2.6 C. japonica genome repeat element, coding gene and
NcRNA annotation
C. japonica genome annotation was carried out from three
perspectives, including repeat recognition, non-coding RNA (ncRNA) and
gene structure prediction, and functional annotation.
As an important part of the genome, repeat elements, including tandem
repeat and interpersed repeat (also known as transposon element
[TE]). In the present study, the Tandem Repeat Finder software
(Benson, 1999) was applied to find the tandem repeats in the C.
japonica genome sequences. Meanwhile, the RepeatMasker and
RepeatProteinMask software (http://www.repeatmasker.org) were executed
to annotate the interpersed repeats of the C. japonica genome
sequence based on the Repbase database (Jurka et al., 2005).
Furthermore, the RepeatMasker software (Bedell et al., 2000) was used to
compare the genome sequence to the repeat element database obtained by
the abovementioned methods to obtain a set of repeat elements. The
ultimate C. japonica genome repeat elements were obtained by
removing the redundant repeat elements in the three methods.

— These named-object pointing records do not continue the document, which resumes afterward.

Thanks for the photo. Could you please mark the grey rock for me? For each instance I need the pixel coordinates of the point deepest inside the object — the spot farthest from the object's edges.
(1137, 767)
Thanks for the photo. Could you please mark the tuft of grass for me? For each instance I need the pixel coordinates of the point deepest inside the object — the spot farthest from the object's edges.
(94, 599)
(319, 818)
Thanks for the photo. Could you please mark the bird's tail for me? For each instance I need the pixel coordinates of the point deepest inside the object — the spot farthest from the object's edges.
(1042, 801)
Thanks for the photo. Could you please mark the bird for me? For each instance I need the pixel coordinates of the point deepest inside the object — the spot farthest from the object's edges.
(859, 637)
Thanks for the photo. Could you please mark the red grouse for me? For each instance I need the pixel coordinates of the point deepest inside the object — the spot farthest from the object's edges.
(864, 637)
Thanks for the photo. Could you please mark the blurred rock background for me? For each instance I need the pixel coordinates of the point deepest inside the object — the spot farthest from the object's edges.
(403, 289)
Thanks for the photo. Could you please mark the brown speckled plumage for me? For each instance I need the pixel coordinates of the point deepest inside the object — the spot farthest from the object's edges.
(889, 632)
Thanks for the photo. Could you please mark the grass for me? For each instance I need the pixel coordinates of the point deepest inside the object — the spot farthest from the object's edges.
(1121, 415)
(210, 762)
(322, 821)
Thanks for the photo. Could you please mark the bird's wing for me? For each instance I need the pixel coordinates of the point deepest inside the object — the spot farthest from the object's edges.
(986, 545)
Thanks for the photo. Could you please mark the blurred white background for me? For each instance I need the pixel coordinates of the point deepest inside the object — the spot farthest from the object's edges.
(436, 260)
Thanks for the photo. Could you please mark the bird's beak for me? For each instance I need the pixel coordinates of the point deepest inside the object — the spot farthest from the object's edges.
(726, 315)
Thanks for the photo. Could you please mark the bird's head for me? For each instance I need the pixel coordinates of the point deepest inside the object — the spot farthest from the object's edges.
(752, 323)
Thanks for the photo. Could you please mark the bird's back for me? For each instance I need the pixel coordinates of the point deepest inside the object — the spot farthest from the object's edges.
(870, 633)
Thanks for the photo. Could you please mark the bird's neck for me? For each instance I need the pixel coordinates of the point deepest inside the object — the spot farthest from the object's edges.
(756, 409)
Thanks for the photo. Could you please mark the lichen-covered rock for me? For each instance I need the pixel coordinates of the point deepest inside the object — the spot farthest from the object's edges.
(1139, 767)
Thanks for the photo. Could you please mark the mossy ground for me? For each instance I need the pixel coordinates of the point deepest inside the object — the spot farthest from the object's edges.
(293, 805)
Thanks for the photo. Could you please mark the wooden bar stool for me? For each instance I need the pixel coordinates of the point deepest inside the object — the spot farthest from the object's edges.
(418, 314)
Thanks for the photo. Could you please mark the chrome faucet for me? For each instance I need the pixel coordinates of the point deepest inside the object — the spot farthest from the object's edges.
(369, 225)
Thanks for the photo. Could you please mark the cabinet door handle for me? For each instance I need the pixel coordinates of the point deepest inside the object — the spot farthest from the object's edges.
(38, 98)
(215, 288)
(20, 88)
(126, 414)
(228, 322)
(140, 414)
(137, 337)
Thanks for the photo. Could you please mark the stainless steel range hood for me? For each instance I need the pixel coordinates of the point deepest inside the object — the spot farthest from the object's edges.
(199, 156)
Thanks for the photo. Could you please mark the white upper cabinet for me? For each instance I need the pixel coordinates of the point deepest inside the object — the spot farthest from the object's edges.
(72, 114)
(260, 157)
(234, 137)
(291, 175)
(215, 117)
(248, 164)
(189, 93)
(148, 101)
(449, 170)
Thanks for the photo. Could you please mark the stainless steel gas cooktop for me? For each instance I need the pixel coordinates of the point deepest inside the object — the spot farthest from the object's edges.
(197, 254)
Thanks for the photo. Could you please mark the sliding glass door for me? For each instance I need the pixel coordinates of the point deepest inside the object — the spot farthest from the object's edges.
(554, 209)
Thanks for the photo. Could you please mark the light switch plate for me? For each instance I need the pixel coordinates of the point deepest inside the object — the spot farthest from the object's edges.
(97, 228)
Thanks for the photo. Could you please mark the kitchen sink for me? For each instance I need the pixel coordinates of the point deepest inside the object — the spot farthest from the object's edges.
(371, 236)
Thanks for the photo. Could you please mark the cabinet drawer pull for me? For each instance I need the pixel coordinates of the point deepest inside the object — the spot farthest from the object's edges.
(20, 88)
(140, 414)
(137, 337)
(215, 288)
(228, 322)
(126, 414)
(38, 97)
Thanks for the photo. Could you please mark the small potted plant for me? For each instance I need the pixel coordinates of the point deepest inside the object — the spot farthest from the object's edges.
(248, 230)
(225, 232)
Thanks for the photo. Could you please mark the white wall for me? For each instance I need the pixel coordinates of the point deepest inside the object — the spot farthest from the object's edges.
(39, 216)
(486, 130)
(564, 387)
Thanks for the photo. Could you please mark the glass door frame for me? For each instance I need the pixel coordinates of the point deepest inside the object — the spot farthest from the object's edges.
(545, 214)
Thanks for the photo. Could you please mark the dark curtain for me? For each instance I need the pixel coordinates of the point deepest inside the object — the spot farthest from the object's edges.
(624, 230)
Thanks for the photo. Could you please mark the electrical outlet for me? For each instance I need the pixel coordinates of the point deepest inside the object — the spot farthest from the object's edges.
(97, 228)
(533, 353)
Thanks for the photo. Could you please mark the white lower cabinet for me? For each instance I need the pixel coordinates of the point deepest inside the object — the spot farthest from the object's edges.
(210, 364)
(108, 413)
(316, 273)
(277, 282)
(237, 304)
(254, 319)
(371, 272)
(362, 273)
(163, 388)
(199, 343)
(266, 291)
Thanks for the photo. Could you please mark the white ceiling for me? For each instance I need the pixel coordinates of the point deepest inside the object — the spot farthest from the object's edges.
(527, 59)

Coding gene annotation includes structural prediction and functional
annotation. First, three prediction strategies, including homologs, ab
initio, and RNA-seq reads, were applied to predict the coding genes. In
the present study, Eriocheir sinensis , Penaeus monodon ,Penaeus vanamei , and P. trituberculatus were selected as
they are closely related to C. japonica, and the protein
sequences of these species were downloaded for the structural prediction
of C. japonica coding genes. Ab initio coding gene prediction was
performed using Augustus (version 2.7) (Stanke et al., 2006) and the
GenScan software (Burge and Karlin, 1997) with default settings. The
filtered RNA-seq reads were mapped to the C. japonica genome
sequences for transcript assembly using the TopHat software, and the
Cufflinks software (Ghosh and Chan) was then used to predict the coding
genes. The MAKER2 software (Carson and Mark, 2011) was used to remove
the redundancy of coding genes predicted by the abovementioned methods,
and
the
HiCESAP process was used to obtain more complete and accurate coding
gene datasets. Predicted coding genes were then functionally annotated
using
InterPro
(Zdobnov and Apweiler, 2001), Gene Ontology (GO) (Ashburner et al.,
2000), Kyoto Encyclopedia of Genes and Genomes (KEGG)_ALL (Kanehisa and
Goto, 2000), KEGG Orthology (KEGG_KO) (Kanehisa and Goto, 2000),
Swiss-Prot (Bairoch and Apweiler, 2000), Translation of European
Molecular Biology Laboratory nucleotide sequence (TrEMBL) (Boeckmann et
al., 2003), TF, Pfam (Griffiths-Jones et al., 2005), NR, and Eukaryotic
Orthologous Groups (KOG) (Tatusov et al., 2003) databases to determine
the biological function and metabolic pathways involved in the coding
gene products.
NcRNAs, such as ribosomal RNA (rRNA), microRNA (miRNA), transfer RNA
(tRNA), and small nuclear RNA (snRNA), are RNAs that do not translate
proteins but have important biological functions. MiRNA functions in
gene silencing and can degrade its target gene or inhibit the
translation of the target gene into protein. TRNA and rRNA are directly
involved in protein synthesis. SnRNA is involved in the processing of
RNA precursors and is the main component of RNA spliceosomes. The
tRNAscan-SE software (version 1.3.1) (Lowe and Eddy, 1997) can be used
to search for tRNA sequences in the C. japonica genome according
to the structural characteristics of tRNA. Considering the high
conservation of rRNA, the
BLASTN
software (Altschul et al., 1990) can be used to search for rRNA in theC. japonica genome based on the rRNA sequences of closely related
species. Additionally, miRNA and snRNA were predicted using the INFERNAL
software (version 1.1) (Nawrocki, 2014).